I was about to utter the first reassuring sentence that occurred to my mind, when the companion was slid a little way back, and I just caught sight of a pair of legs ere the cabin lamp was extinguished by such another yell and blast of wind as had before nearly stretched me. Grace shrieked and threw her arms round my neck; the cover was closed, and the interior, instantly becalmed again.

"Who's that?" I roared.

"Me, sir," sounded a voice out of the blackness where the companion steps stood; "Files, sir.
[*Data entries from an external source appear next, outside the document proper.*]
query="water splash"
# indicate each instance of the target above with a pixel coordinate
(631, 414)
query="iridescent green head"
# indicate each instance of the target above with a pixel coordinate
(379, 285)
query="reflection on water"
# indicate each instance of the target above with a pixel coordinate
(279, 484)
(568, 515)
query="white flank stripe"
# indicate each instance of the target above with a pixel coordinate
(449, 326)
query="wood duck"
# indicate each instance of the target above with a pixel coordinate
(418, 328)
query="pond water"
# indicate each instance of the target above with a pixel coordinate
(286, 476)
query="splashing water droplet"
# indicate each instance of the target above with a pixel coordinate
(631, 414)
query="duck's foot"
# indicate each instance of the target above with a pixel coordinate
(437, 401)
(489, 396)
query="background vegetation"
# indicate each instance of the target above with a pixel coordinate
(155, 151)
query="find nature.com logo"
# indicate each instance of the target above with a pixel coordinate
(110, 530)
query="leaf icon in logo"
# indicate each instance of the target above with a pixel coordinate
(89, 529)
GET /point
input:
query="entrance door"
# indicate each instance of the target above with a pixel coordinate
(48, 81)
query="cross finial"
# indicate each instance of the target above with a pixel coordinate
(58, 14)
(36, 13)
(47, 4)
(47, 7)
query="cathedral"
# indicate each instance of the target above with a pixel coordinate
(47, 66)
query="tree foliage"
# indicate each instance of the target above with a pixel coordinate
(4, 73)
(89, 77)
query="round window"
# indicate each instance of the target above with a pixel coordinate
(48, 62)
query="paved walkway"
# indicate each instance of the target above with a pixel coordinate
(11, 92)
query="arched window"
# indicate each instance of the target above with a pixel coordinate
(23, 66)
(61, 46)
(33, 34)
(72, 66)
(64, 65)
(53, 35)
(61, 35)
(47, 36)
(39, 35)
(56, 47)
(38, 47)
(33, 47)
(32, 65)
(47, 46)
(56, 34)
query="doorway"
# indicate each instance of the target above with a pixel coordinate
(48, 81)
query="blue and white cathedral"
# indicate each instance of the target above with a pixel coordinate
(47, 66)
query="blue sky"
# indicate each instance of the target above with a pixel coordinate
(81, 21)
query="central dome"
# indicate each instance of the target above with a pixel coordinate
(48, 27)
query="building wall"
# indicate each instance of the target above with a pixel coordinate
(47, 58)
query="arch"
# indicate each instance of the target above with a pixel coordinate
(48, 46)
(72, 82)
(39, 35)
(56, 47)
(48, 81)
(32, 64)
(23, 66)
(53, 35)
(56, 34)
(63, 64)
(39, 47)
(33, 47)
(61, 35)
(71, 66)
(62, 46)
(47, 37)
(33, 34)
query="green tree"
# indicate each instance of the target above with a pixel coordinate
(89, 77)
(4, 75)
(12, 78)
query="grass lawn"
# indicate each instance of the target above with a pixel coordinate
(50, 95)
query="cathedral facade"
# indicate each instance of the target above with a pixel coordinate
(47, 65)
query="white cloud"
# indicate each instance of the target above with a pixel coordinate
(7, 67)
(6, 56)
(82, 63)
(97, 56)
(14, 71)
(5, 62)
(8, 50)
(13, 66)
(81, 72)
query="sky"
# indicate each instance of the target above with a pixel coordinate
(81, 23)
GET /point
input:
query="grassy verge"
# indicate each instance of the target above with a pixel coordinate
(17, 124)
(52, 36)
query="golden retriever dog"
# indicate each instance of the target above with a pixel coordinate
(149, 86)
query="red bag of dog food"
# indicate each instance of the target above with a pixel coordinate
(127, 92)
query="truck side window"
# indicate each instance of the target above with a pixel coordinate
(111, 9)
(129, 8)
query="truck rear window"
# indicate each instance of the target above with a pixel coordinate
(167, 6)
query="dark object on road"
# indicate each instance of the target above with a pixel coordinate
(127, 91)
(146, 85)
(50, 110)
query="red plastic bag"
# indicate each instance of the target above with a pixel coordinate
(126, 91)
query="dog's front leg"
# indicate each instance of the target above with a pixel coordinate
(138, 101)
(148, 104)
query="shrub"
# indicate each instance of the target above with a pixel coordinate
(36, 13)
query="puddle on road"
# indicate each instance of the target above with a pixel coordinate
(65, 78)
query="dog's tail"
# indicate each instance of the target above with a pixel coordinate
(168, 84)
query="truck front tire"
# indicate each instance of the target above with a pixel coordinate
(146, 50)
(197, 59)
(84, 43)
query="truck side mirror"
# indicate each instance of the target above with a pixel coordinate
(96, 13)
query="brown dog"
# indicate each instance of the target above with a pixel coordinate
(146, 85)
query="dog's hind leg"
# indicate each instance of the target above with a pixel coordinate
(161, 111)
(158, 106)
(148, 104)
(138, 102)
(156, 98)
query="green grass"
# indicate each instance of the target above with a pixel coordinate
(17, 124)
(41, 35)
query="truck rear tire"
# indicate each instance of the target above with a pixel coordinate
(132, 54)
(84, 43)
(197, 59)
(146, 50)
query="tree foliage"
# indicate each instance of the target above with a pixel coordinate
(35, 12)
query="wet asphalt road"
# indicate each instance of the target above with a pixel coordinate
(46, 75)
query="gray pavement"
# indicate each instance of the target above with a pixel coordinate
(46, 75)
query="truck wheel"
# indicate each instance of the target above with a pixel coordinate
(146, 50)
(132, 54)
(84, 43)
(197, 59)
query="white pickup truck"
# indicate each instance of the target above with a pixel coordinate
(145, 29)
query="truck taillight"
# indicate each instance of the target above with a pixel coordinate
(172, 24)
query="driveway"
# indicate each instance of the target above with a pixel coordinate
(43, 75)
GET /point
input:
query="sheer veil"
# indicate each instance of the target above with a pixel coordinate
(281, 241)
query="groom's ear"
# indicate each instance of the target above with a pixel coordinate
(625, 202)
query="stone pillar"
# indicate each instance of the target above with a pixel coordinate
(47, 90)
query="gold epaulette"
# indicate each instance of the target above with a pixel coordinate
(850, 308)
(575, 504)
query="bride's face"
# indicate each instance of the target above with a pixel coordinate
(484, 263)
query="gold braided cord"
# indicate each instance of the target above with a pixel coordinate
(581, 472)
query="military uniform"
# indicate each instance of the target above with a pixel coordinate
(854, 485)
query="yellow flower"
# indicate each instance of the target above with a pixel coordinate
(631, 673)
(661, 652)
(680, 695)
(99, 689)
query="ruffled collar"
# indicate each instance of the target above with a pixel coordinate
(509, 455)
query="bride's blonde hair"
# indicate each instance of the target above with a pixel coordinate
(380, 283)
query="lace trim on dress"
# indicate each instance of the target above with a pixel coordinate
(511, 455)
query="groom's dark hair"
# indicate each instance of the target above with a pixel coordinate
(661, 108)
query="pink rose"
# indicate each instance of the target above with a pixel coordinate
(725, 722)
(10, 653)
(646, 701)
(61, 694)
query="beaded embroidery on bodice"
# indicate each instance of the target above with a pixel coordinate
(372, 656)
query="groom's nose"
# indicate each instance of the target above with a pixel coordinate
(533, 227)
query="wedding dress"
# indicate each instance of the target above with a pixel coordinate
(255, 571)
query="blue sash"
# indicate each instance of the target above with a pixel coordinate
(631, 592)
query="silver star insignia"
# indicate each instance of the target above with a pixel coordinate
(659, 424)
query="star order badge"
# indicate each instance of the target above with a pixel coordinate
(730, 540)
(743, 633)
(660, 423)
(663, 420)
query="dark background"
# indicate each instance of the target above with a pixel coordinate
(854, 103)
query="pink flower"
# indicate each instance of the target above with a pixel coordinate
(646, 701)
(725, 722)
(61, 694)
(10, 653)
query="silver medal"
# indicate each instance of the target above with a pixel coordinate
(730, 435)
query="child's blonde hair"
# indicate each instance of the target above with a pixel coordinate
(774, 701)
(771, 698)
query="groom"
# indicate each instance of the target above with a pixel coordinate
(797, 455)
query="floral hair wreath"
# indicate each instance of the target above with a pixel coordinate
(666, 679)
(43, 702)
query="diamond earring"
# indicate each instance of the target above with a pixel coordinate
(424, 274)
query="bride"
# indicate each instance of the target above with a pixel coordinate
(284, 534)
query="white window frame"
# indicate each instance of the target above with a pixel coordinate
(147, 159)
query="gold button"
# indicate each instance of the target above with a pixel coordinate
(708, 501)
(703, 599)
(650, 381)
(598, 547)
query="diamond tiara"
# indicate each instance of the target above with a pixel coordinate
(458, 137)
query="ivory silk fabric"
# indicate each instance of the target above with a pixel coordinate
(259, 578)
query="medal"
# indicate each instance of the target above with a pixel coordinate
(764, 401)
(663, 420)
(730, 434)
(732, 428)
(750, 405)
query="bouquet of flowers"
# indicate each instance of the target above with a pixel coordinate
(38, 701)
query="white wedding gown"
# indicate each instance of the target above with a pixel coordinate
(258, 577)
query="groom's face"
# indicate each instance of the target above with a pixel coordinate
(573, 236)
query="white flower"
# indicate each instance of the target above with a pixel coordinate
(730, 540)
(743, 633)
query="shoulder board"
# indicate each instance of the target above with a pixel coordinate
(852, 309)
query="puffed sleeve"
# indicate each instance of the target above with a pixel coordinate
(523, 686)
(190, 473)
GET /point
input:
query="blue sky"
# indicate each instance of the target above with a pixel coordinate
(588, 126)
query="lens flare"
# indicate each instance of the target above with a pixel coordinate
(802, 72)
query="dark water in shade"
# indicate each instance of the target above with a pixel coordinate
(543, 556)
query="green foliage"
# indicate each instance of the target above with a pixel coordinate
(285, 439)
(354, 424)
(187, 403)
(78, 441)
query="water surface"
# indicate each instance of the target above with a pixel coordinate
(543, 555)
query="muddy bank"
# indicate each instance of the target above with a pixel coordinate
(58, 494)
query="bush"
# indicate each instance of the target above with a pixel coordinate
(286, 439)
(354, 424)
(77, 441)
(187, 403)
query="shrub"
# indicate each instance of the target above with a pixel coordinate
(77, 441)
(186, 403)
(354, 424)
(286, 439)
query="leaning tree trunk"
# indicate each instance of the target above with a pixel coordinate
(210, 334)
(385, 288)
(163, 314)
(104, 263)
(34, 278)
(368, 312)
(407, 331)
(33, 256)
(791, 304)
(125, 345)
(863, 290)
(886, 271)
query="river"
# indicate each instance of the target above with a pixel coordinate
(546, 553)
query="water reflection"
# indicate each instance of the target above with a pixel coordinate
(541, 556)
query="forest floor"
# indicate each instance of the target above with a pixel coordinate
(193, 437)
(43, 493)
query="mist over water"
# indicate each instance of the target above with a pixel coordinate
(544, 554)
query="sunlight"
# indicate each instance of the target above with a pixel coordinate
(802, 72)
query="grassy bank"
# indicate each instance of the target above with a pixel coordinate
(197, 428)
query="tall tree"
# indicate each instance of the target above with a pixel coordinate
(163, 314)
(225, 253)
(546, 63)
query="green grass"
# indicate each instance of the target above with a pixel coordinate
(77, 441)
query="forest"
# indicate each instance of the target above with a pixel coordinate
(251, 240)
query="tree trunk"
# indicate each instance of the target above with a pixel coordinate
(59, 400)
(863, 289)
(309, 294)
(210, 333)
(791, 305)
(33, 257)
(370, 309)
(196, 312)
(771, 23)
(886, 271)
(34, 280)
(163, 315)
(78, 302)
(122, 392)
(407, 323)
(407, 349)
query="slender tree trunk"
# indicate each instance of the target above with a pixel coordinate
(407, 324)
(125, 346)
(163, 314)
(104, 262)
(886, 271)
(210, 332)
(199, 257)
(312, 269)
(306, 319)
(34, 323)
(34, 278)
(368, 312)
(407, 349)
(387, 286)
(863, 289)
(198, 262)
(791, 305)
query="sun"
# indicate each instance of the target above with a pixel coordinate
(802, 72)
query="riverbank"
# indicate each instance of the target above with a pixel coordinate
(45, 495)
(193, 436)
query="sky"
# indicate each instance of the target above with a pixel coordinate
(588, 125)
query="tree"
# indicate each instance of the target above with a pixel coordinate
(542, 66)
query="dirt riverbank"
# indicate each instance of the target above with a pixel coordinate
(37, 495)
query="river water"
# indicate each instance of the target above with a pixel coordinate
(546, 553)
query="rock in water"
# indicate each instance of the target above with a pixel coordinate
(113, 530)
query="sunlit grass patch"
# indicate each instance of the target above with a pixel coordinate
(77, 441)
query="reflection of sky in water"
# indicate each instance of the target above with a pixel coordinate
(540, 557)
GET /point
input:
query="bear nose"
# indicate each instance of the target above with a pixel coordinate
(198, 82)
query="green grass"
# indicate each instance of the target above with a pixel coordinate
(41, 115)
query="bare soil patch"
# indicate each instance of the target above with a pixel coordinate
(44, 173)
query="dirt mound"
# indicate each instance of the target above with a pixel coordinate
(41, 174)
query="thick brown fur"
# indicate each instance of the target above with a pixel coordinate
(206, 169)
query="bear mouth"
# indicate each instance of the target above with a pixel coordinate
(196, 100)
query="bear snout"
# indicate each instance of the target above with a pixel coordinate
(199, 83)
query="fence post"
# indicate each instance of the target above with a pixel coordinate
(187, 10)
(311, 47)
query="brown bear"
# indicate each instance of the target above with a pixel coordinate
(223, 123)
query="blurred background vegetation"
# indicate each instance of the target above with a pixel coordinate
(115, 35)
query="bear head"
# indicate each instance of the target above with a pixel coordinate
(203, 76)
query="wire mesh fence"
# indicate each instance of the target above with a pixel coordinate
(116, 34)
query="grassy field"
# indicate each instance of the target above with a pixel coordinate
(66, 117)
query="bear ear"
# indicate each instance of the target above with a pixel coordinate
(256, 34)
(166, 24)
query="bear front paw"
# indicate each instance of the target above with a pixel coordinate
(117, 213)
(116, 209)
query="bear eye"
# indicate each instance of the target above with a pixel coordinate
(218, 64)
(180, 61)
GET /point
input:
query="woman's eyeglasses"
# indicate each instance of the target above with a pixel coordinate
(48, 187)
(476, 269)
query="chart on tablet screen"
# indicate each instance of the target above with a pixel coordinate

The captain asked me to step below to report what's happened. He dursn't leave the deck himself."

I released myself from my darling's clinging embrace and lighted the lamp for the third time.

Files, wrapped in streaming oilskins, resembled an ebony figure over which a bucket of dripping has been emptied, as he stood at the foot of the steps with but a bit of his wet, grey-coloured face showing betwixt the ear-flaps and under the fore-thatch of his sou'wester.

"Now for your report, Files, and bear a hand with it for mercy's sake."